Flour and pork do this, the skin is soft and filling, does not shrink and does not collapse, and it is simpler and more delicious than steamed buns


Today we are going to make meat rolls, some places are also called meat dragons, no steaming, electric baking pans or pans can be made, simple and time-saving, open the lid without retraction, than the success rate of steamed buns.


【Ingredients】

Flour, yeast, water, pork, green onions, ginger

【Directions】

Prepare 300 grams of flour, add three grams of yeast, stir well, add 160 ml of warm water, stir until flocculent, knead into a smooth dough, cover and let rise until twice as large.


Prepare a piece of pork, cut it into small pieces, put it in a meat grinder to form a meat filling, then pour it into a large bowl, add salt, chicken essence, five-spice powder, dark soy sauce, light soy sauce, oyster sauce, cooking wine, and stir well in one direction.

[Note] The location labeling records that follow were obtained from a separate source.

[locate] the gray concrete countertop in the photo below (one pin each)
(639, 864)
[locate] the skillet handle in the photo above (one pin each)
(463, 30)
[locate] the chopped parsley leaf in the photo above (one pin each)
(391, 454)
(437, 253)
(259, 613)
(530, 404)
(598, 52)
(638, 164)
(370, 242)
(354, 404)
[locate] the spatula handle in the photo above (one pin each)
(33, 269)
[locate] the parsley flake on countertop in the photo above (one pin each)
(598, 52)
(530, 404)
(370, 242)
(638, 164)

Then prepare a handful of shallots, cut them into chopped green onions, then add them to the meat filling, add an appropriate amount of cooking oil, stir well again, and the filling is ready.


After the dough has risen, take it out and knead it to exhaust, knead it into long strips, press it flat with the palm of your hand, then roll it wide and thin with a rolling pin, put the meat filling in the middle, arrange it with a scraper, and then roll it up.


Cut it into small pieces with a knife about 4 cm wide, do not cut off the bottom, and press it in the middle of each small section with chopsticks.


Take a large plate and use the plate to coil the meat rolls so that they don't lose their shape. Be careful not to turn the meat rolls, but to turn the plate.


Brush the pan or pan with oil, do not turn on the heat first, put the meat rolls with the help of a plate, cover with a lid, and let rise twice.

Rise until the volume becomes significantly larger, then turn on the heat, fry for two minutes, fry until the bottom is golden brown, add an appropriate amount of water, cover with a lid, and simmer the water. After simmering, open the lid, press to rebound and cook, if not cooked, you can add water again and simmer.


Sprinkle black sesame seeds and chopped green onions on the surface before cooking, which can not only enhance the flavor but also play a decorative effect.


In this way, our meat rolls are completed, the bottom is golden and crispy, the surface is particularly soft, and it is simpler and more delicious than steamed buns.